Well, I write this on a 95 degree day with 60% humidity so you know where I’m coming from. And as I’ve mentioned before–somewhere–I don’t do heat. Not that I’m a fan of extreme cold either–I prefer the middle. I love temperance. Wait a minute…doesn’t that mean not drinking? Uh, that’s not what I meant, clearly [vodka soda with a twist sitting to the left of the keyboard]. Temperate weather, I love temperate weather. Let’s just get after it, shall we? (The question, not the drinking…although, if that’s where you’re at on a Thursday morning, cheers.)
I understand what you’re saying about shorts looking a bit juvenile or unpolished. For many years, I did not wear shorts because they didn’t feel feminine or pretty to me, and that’s a big part of my aesthetic. But in the last two years, designers have been making slim cut Bermuda shorts for women, and I’ve totally embraced that look. I can wear fabulous heels, a beautiful blouse, and my nice jewelry with these shorts, and it looks very put together and elegant.
As for my personal preference? I like a man in shorts, and I know many women who feel the same way.
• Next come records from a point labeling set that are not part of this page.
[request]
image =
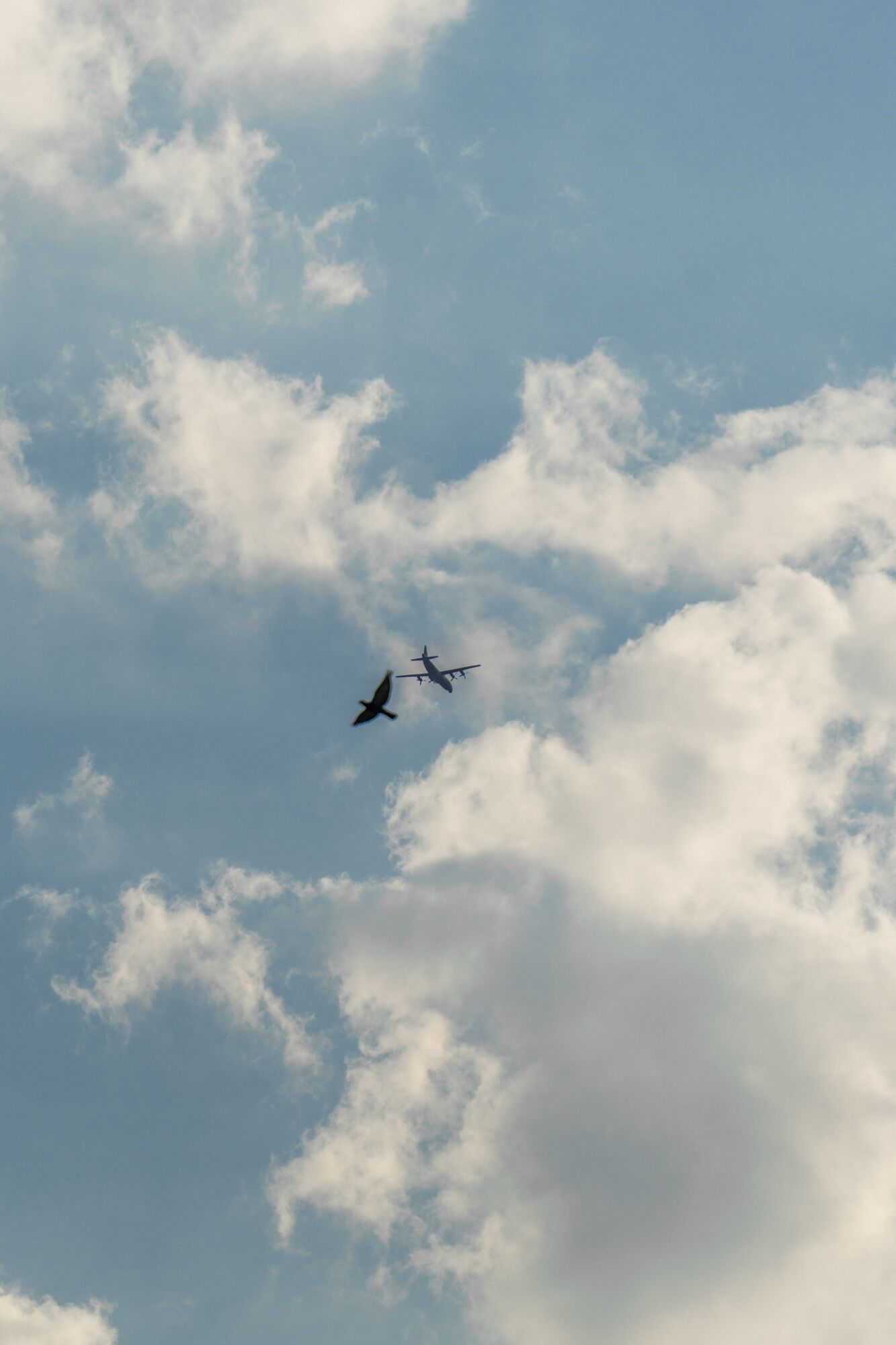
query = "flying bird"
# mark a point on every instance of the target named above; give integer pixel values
(373, 708)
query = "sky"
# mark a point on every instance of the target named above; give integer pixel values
(557, 338)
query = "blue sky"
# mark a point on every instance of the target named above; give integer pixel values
(557, 338)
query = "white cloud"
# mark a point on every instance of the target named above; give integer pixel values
(65, 79)
(257, 469)
(189, 190)
(69, 69)
(412, 1087)
(784, 485)
(25, 1321)
(84, 796)
(28, 512)
(335, 284)
(641, 980)
(198, 944)
(216, 42)
(21, 500)
(624, 1022)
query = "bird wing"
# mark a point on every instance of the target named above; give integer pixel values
(382, 692)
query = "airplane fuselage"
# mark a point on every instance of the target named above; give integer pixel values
(435, 676)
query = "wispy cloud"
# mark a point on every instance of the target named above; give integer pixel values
(166, 942)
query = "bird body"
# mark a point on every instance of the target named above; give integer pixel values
(377, 705)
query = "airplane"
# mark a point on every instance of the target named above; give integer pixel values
(438, 676)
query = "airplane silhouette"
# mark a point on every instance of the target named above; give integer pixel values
(376, 707)
(438, 676)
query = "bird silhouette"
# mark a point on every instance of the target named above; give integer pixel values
(376, 707)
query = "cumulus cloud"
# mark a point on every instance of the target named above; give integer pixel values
(83, 798)
(647, 977)
(25, 1321)
(69, 71)
(810, 485)
(188, 190)
(253, 470)
(623, 1020)
(213, 42)
(200, 944)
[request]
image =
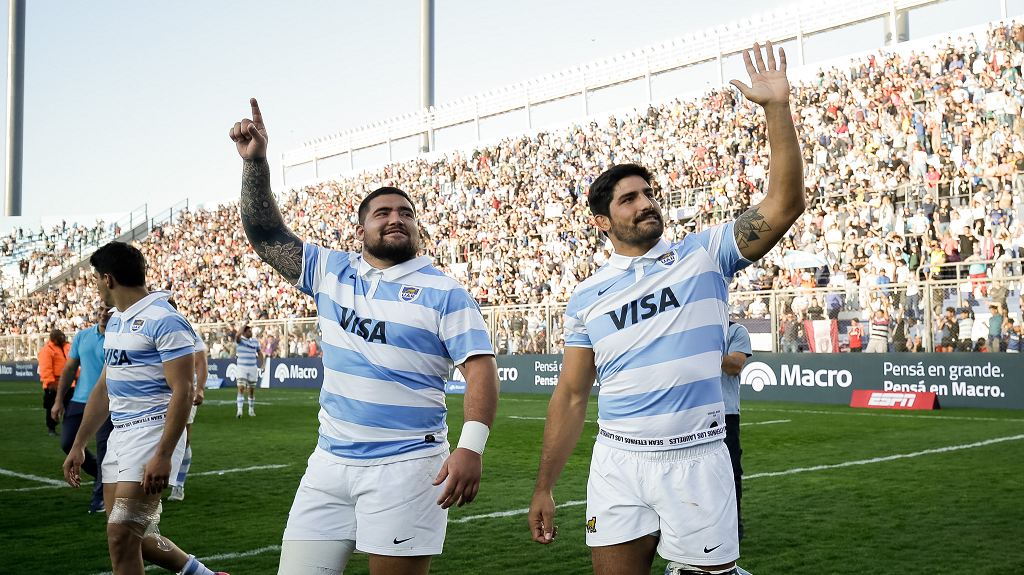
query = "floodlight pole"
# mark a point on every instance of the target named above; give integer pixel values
(426, 67)
(15, 106)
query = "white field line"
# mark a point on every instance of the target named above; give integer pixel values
(54, 484)
(541, 418)
(34, 478)
(882, 414)
(510, 514)
(888, 458)
(237, 470)
(572, 503)
(215, 558)
(34, 488)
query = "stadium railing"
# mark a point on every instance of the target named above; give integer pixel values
(538, 328)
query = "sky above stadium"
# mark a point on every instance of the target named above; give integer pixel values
(130, 102)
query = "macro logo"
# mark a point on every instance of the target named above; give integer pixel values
(281, 372)
(758, 374)
(410, 294)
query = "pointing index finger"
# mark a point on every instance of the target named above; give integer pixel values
(257, 117)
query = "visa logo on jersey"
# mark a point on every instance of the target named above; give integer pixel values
(116, 357)
(644, 308)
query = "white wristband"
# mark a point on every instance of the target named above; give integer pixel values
(474, 436)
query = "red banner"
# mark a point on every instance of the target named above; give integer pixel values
(894, 399)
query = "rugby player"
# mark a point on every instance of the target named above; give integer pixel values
(247, 353)
(381, 479)
(87, 353)
(146, 389)
(651, 324)
(199, 390)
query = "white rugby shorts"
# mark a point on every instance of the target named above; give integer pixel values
(685, 495)
(248, 373)
(387, 510)
(128, 450)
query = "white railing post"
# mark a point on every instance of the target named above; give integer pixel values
(476, 118)
(800, 41)
(583, 91)
(525, 97)
(646, 67)
(718, 44)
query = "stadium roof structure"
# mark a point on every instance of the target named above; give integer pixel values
(792, 23)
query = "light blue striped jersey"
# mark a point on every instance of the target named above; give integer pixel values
(390, 339)
(246, 352)
(136, 344)
(656, 323)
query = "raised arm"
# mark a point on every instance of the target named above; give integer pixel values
(760, 228)
(260, 217)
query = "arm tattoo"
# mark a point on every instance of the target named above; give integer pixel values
(263, 224)
(749, 226)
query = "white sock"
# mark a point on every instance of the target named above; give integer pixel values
(194, 567)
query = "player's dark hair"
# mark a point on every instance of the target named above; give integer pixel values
(603, 187)
(124, 262)
(365, 205)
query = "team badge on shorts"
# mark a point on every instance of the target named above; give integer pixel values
(410, 294)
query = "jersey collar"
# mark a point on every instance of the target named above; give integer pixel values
(368, 271)
(626, 262)
(145, 302)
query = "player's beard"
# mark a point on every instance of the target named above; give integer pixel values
(639, 232)
(392, 249)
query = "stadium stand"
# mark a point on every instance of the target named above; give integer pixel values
(913, 158)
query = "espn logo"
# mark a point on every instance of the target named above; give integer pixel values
(889, 399)
(894, 400)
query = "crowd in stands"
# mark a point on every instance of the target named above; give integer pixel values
(29, 257)
(911, 161)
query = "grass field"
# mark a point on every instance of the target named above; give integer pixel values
(943, 510)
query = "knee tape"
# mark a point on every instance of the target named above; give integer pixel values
(139, 518)
(314, 558)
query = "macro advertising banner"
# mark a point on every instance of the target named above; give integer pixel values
(957, 380)
(519, 373)
(294, 372)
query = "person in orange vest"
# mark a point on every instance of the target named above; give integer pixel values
(51, 361)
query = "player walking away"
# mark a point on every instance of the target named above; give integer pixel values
(145, 389)
(393, 326)
(52, 358)
(737, 349)
(248, 352)
(87, 353)
(199, 389)
(652, 324)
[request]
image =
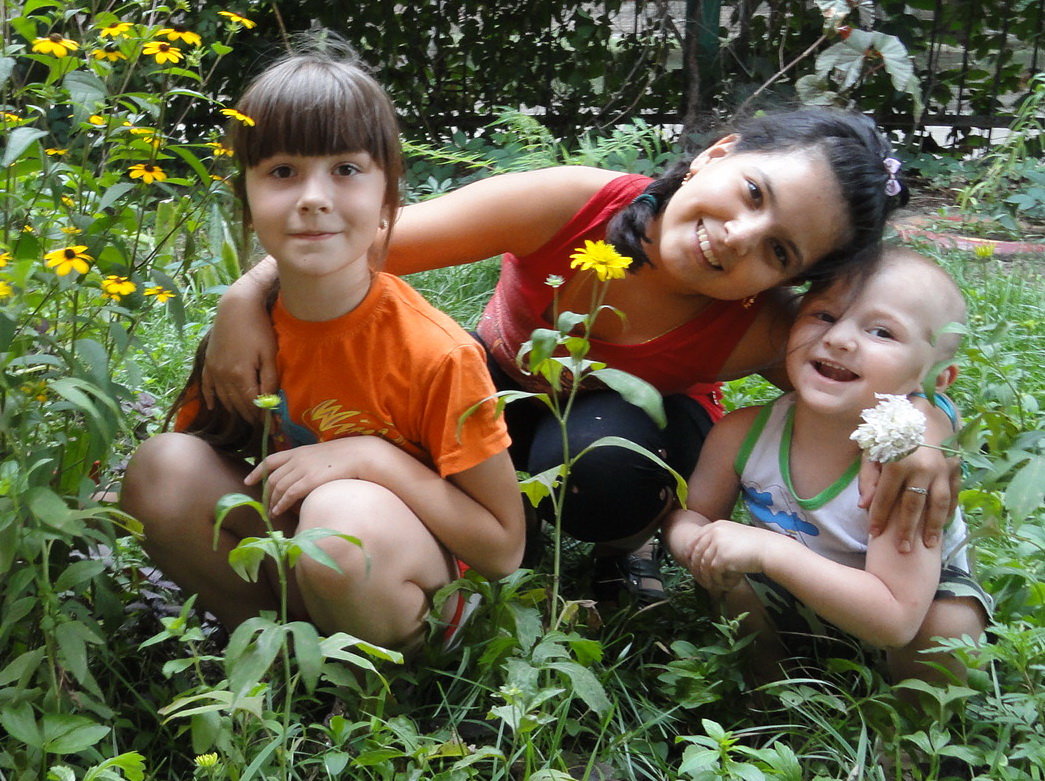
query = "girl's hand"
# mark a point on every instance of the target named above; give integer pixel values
(294, 474)
(887, 492)
(724, 551)
(240, 360)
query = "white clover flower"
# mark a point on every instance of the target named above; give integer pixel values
(891, 430)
We like men’s calves, quads, and hamstrings, and what better way than shorts to display these assets. I was talking to our fearless Dappered leader about this, and he’s also on the shorts train, though he restricts it to casual daytime wear only, and never wears them for going out in the evening. It’s hot out, you’re at the farmer’s market or running errands or having lunch on the restaurant patio–why not? As long as you’re wearing a t-shirt or polo that’s in good shape, and a slick pair of shoes or sandals, you’re golden.
I agree that shorts are very much a U.S. institution, and this applies to men and women. Maybe South Americans and Europeans sweat less than us, I dunno. But I don’t see any reason why you should suffer through those 80 and 90 degree days in pants, just because an Englishman would.
So if you like shorts, figure out a way to make them work for you. For instance, in addition to wearing the longer Bermuda shorts, I wear them probably a size smaller than intended because I want them to look very tailored and form-fitting, not baggy and saggy. I’m making the clothing work for me, rather than compromising my aesthetic, and this is what style is all about.
I leave you with some picks that I think would show off all your manly muscles and tendons nicely. Chambray is a nice fabric for summer–light, but with the durability of denim. I’m also loving shorts that feature very small prints, like narrow plaid. These shorts are nice and slim–very flattering on the leg, and very elegant. And these solid colored shorts come in a rich brown that would go with almost anything. Since you mentioned cargo shorts, I’ll address them: NO. No, no, no, no. I loathe cargo shorts. They look SO BAD. Who remembers the last time I was this emphatic? No one? That’s because I really have a bone to pick with clothing that makes you look bigger, lumpier, and dumpier. What is the point? Style is supposed to be fun! Flattering! Confidence-boosting! Cargo shorts come in crappy colors and make you look fifteen pounds heavier. But hey, you get a bunch of pockets in which to store your squirt guns and rubber bands and scraps of paper!
Do not wear the cargo short. If you do, I’ll blow my nose at you and then taunt you a second time.